Biblioteca do PeregrinoJosé Monir Nasser
M64

Madame Bovary

Gustave Flaubert
Albert Fourié, ilustração para <em>Madame Bovary</em>, fim do séc. XIX — edição francesa ilustrada do romance de Flaubert.
Albert Fourié, ilustração para Madame Bovary, fim do séc. XIX — edição francesa ilustrada do romance de Flaubert.

Emma Rouault, filha de pequeno proprietário rural normando, casa-se com Charles Bovary — médico provinciano de inteligência morna, viuvo de uma mulher mais velha e rica. Esperava encontrar no casamento a vida apaixonada que lera nos romances românticos da adolescência. Encontra um marido afetuoso, sem brilho. Tem uma filha, Berthe. Aborrece-se. Compra móveis a crédito. Toma um amante, Rodolfo, que a abandona. Toma outro, Léon, que se cansa dela. Acumula dívidas. Engana o farmacêutico Homais, engana o marido. Quando o oficial de justiça aparece para penhorar a casa, Emma percorre a cidade em busca de quem lhe empreste dinheiro. Ninguém empresta. Volta à farmácia, abre o armário do arsênio e engole. Morre dois dias depois, em meio a vômitos. Charles, fiel até o fim, descobre as cartas dos amantes só após a morte da esposa. Morre logo em seguida.

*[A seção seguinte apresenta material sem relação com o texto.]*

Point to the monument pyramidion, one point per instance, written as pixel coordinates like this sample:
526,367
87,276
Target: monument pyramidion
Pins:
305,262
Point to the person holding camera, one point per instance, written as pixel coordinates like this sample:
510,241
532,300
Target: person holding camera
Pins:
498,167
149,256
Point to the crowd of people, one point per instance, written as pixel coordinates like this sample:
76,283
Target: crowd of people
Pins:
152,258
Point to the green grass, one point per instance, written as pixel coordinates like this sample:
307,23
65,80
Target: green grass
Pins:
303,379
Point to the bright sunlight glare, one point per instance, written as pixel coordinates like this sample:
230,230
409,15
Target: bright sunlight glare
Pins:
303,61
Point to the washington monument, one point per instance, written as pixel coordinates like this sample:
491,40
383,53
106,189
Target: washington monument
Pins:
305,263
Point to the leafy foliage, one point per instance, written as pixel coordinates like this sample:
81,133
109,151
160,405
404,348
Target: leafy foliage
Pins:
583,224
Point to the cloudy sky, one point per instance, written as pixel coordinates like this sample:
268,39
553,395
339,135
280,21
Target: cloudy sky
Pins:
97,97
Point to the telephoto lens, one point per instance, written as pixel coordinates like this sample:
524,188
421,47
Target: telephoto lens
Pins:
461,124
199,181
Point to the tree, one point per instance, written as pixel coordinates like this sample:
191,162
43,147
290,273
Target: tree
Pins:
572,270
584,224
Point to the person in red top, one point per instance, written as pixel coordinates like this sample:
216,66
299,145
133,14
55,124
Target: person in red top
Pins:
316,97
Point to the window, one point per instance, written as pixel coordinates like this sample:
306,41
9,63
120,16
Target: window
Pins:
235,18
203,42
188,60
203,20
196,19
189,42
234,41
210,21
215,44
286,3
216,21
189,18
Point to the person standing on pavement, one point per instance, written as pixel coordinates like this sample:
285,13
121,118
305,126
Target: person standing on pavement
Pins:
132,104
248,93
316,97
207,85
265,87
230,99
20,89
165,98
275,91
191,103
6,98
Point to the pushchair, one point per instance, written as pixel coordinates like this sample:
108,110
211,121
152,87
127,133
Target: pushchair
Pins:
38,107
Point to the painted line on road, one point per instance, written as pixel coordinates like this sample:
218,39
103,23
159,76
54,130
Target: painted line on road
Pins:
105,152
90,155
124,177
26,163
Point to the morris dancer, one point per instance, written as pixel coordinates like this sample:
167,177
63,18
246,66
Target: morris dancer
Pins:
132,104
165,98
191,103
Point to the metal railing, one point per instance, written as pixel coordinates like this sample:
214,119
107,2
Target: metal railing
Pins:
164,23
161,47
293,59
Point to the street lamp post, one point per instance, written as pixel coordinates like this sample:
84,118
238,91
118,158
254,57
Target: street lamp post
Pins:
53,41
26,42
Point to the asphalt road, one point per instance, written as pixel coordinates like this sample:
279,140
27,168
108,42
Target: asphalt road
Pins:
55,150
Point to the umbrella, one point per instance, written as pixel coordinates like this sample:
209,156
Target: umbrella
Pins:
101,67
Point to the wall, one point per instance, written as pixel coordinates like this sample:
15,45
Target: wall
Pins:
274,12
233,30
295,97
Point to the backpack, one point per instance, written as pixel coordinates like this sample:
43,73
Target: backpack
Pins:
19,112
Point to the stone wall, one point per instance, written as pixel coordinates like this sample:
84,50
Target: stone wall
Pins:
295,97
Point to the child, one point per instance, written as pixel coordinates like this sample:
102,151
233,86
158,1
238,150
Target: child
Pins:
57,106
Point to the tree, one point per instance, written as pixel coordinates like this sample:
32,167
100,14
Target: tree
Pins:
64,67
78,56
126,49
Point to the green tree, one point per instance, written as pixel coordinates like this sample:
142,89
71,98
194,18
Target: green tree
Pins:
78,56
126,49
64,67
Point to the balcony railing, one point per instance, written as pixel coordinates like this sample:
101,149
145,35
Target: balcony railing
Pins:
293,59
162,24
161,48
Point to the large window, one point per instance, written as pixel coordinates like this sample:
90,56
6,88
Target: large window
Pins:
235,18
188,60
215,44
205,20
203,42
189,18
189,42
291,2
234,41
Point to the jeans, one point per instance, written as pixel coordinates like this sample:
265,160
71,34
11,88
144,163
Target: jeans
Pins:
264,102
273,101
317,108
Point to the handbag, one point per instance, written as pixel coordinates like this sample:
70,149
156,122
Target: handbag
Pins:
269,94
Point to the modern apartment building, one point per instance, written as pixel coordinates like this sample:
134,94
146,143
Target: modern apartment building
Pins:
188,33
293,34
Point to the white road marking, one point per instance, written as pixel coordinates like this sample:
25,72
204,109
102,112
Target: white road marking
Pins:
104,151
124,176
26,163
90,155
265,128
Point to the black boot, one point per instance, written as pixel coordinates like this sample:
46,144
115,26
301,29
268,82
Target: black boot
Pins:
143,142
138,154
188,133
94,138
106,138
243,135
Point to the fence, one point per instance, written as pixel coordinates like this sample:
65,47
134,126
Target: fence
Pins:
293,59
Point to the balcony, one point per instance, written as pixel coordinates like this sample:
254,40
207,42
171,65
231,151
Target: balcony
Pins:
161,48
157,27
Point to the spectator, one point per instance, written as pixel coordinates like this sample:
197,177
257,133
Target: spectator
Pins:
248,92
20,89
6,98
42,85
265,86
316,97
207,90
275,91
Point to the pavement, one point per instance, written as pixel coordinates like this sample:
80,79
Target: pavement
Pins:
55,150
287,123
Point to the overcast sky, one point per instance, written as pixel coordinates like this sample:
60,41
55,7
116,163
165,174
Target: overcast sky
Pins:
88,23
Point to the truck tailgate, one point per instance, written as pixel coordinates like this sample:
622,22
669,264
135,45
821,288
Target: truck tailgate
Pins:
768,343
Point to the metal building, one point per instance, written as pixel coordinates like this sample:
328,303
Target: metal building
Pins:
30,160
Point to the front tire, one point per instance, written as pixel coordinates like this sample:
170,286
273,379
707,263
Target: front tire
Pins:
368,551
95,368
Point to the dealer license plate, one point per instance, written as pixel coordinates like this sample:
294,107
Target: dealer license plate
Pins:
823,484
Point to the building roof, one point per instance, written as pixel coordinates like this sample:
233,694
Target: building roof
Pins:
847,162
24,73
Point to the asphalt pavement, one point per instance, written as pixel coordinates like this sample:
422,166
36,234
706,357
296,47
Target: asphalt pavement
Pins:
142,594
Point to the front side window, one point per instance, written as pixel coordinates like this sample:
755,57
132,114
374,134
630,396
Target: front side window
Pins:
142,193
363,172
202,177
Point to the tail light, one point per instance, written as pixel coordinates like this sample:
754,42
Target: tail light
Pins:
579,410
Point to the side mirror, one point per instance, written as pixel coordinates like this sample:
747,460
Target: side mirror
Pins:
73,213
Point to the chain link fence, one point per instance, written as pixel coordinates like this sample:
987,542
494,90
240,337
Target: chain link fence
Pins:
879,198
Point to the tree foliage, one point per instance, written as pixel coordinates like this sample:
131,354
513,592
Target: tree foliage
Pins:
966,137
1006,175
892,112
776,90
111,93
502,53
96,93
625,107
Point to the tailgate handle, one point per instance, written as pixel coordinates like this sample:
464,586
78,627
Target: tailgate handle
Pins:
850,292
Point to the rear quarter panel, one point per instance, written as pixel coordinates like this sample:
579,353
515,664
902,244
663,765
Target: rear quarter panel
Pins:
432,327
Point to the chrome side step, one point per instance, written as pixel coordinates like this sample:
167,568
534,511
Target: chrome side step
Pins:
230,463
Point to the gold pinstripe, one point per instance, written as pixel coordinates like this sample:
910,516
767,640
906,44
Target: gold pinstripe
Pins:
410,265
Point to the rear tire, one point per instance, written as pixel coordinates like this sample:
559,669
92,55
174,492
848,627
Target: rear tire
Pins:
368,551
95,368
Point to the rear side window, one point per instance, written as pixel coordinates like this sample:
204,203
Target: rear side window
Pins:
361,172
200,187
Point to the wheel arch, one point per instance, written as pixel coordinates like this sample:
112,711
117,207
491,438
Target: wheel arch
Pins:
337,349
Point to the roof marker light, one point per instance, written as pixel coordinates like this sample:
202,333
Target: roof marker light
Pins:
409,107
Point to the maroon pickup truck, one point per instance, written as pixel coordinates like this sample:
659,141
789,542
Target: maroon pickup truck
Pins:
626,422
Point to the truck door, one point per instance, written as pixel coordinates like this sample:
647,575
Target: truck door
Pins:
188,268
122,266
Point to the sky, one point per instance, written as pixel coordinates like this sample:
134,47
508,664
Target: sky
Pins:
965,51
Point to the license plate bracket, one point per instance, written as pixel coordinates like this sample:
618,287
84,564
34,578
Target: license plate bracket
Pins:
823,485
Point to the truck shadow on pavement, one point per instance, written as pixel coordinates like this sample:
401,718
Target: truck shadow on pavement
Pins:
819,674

O romance, publicado em 1857, foi processado por imoralidade. Flaubert foi absolvido — e o processo lhe rendeu fama. O escândalo não estava no adultério (o assunto não era novo), mas no modo como Flaubert o tratou: sem condenação, sem complacência, com o que ele próprio chamou de “impassibilidade”. O autor não julga Emma; deixa que o leitor a julgue, ou melhor, que o leitor descubra que não consegue julgá-la sem julgar a si mesmo. Cada um, em algum grau, é Emma — cada um deseja uma vida maior do que a vida que tem.

Flaubert escreveu o livro em cinco anos de trabalho diário sobre cada frase, à procura do que ele chamava de “mot juste”, a palavra exata. O resultado é o estilo realista mais perfeito da prosa francesa. Cada cena — o casamento na fazenda, o baile no castelo de Vaubyessard, a feira agrícola onde Rodolfo seduz Emma enquanto na praça vizinha um prefeito discursa sobre o progresso — é um pequeno tratado sobre o modo como a banalidade dos outros cerca e finalmente esmaga o sonho do indivíduo. “Madame Bovary, c'est moi”, teria dito Flaubert. É a confissão mais honesta que um autor já fez sobre a fonte do seu romance: aquela fonte é, sempre, ele próprio.